You should see a line in the kernel log (which is echoed in the system log) that's similar to
Thu Feb 22 14:13:59 2018 kern.warn kernel: [968414.578266] <[[--- VPN Traffic ---]]> : IN=

Port 5000 needs to be changed to your VPN port number, and if it's set to your port number and you receive no log lines like that, your vpn port number is mistyped in your configs, or there's something else going on as there's no issue with the VPN itself

No, I just wanted to ensure there wasn't an incompatible setting within the config for your iPhone, as I just learned the other day certain phones are not compatible with certain tuning options, such as the fragment option

With this being said, the fact you got the same result connecting from your iPhone and your PC indicates this is likely related to the router's firewall.

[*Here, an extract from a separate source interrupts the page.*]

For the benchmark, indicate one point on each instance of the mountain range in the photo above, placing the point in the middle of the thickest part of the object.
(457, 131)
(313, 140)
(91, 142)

remenakb1 · February 25, 2018, 12:39pm

There must be something else going on. I have verified the port number is correct and tried multiple port numbers now and I see nothing in the logs. Any ideas on what could be going on?

I searched around for some tools and found nmap and netstat. I don't quite know what I am doing but I was able to verify my port was open and the server was listening.

Thank you for your help.

JW0914 · February 25, 2018, 2:58pm

Not a clue, but your issue is not with the VPN

remenakb1 · February 28, 2018, 1:44am

I got it working!

I ended up contacting my ISP and they told me a configuration was wrong on their end and everything now works. Thank you for all your help, it was quite the journey but I definitely know a lot more about networking than when I started.